Scientific classification
- Kingdom: Animalia
- Phylum: Arthropoda
- Class: Insecta
- Order: Orthoptera
- Suborder: Ensifera
- Superfamily: Stenopelmatoidea
- Family: Gryllacrididae Blanchard, 1845
- Subfamilies: Gryllacridinae; Hyperbaeninae;
- Synonyms: Gryllacridae

= Gryllacrididae =

Family of insects

Gryllacrididae are a family of non-jumping insects in the suborder Ensifera occurring worldwide, known commonly as leaf-rolling crickets or raspy crickets. The family historically has been broadly defined to include what are presently several other families, such as Stenopelmatidae ("Jerusalem crickets") and Rhaphidophoridae ("camel crickets"), now considered separate. As presently defined, the family contains two subfamilies: Gryllacridinae and Hyperbaeninae. They are commonly wingless and nocturnal. In the daytime, most species rest in shelters made from folded leaves sewn with silk. Some species use silk to burrow in sand, earth or wood. Raspy crickets evolved the ability to produce silk independently from other insects, but their silk has many convergent features to silkworm silk, being made of long, repetitive proteins with an extended beta-sheet structure.

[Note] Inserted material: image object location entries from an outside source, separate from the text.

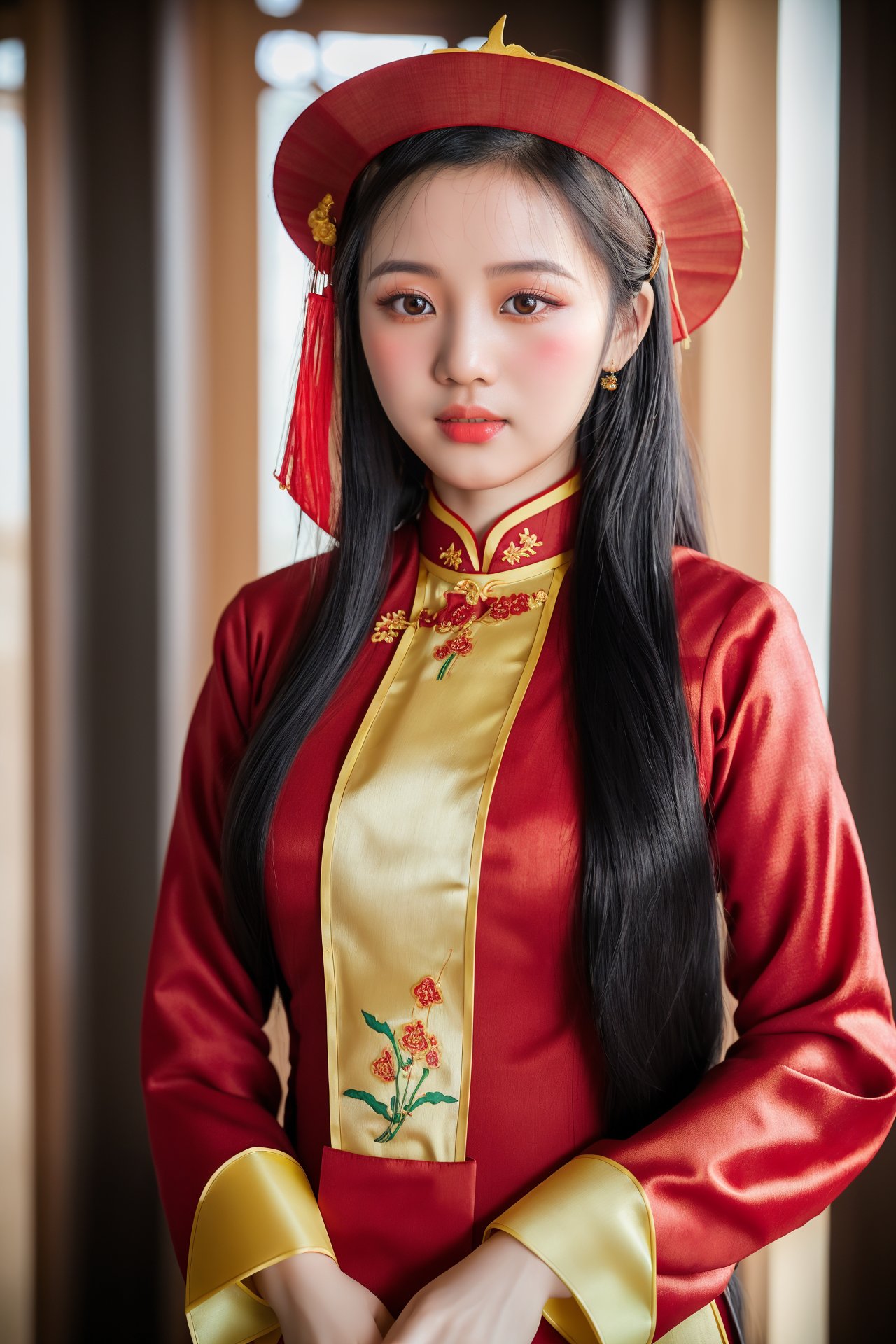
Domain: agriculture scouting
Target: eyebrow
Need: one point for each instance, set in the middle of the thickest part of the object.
(507, 268)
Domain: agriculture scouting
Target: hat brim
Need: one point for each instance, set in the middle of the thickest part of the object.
(672, 176)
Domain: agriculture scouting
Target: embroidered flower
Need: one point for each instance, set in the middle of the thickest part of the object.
(460, 644)
(416, 1043)
(414, 1038)
(383, 1066)
(428, 992)
(528, 543)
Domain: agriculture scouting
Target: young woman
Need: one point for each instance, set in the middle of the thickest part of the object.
(498, 790)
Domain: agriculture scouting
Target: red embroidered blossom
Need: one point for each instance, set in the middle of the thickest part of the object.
(383, 1066)
(414, 1038)
(456, 612)
(514, 604)
(428, 992)
(460, 644)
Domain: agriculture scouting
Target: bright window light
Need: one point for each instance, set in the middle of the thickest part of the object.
(346, 54)
(286, 59)
(279, 8)
(13, 65)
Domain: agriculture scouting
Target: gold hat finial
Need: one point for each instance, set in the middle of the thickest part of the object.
(493, 43)
(323, 227)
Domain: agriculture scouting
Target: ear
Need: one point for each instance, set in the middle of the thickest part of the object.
(628, 340)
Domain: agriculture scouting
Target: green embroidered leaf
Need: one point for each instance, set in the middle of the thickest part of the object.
(384, 1030)
(377, 1025)
(431, 1097)
(371, 1101)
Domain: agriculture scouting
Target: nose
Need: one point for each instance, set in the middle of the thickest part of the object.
(465, 353)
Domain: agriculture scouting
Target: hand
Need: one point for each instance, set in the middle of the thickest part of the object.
(493, 1294)
(317, 1304)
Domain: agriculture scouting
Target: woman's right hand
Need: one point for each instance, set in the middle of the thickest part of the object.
(317, 1304)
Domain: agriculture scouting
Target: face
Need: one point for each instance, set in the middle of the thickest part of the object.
(477, 296)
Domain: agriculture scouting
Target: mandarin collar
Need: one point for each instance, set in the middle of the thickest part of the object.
(524, 537)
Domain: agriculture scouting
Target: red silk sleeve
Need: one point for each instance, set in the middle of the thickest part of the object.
(806, 1096)
(211, 1092)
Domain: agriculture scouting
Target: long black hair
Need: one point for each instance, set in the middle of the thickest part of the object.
(648, 927)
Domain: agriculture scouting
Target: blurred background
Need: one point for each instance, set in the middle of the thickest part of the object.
(149, 308)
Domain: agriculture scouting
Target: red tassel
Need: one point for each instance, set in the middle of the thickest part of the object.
(305, 470)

== Subfamilies, tribes and selected genera ==
The Orthoptera Species File lists two subfamilies:

===Gryllacridinae===
- tribe Ametrini Cadena-Castañeda, 2019
- Ametrus Brunner von Wattenwyl, 1888
- Apterolarnaca Gorochov, 2004
- tribe Ametroidini Cadena-Castañeda, 2019
- Ametroides Karny, 1928
- Glomeremus Karny, 1937
- tribe Eremini Cadena-Castañeda, 2019
- Eremus Brunner von Wattenwyl, 1888
- tribe Gryllacridini Blanchard, 1845
- Camptonotus Uhler, 1864
- Furcilarnaca Gorochov, 2004
- Gryllacris Serville, 1831 – type genus
- Larnaca (cricket) Walker, 1869

===Hyperbaeninae===
- tribe Asarcogryllacridini Cadena-Castañeda, 2019
- Asarcogryllacris Karny, 1937
- Zalarnaca Gorochov, 2005
- tribe Capnogryllacridini Cadena-Castañeda, 2019
- Capnogryllacris Karny, 1937
- Marthogryllacris Karny, 1937
- Woznessenskia Gorochov, 2002
- tribe Hyperbaenini Cadena-Castañeda, 2019
- Hyperbaenus Brunner von Wattenwyl, 1888 – type genus for subfamily
- tribe Paragryllacridini Cadena-Castañeda, 2019
- Paragryllacris Brunner von Wattenwyl, 1888
- tribe Phryganogryllacridini Cadena-Castañeda, 2019
- Phryganogryllacris Karny, 1937

===Fossil taxa (unplaced)===
- Plesiolarnaca †
- Pseudogryllacris †
- Xenogryllacris † - X. reductus Riek, 1955

Note: The genus Lezina of the subfamily Lezininae is now placed in the family Anostostomatidae.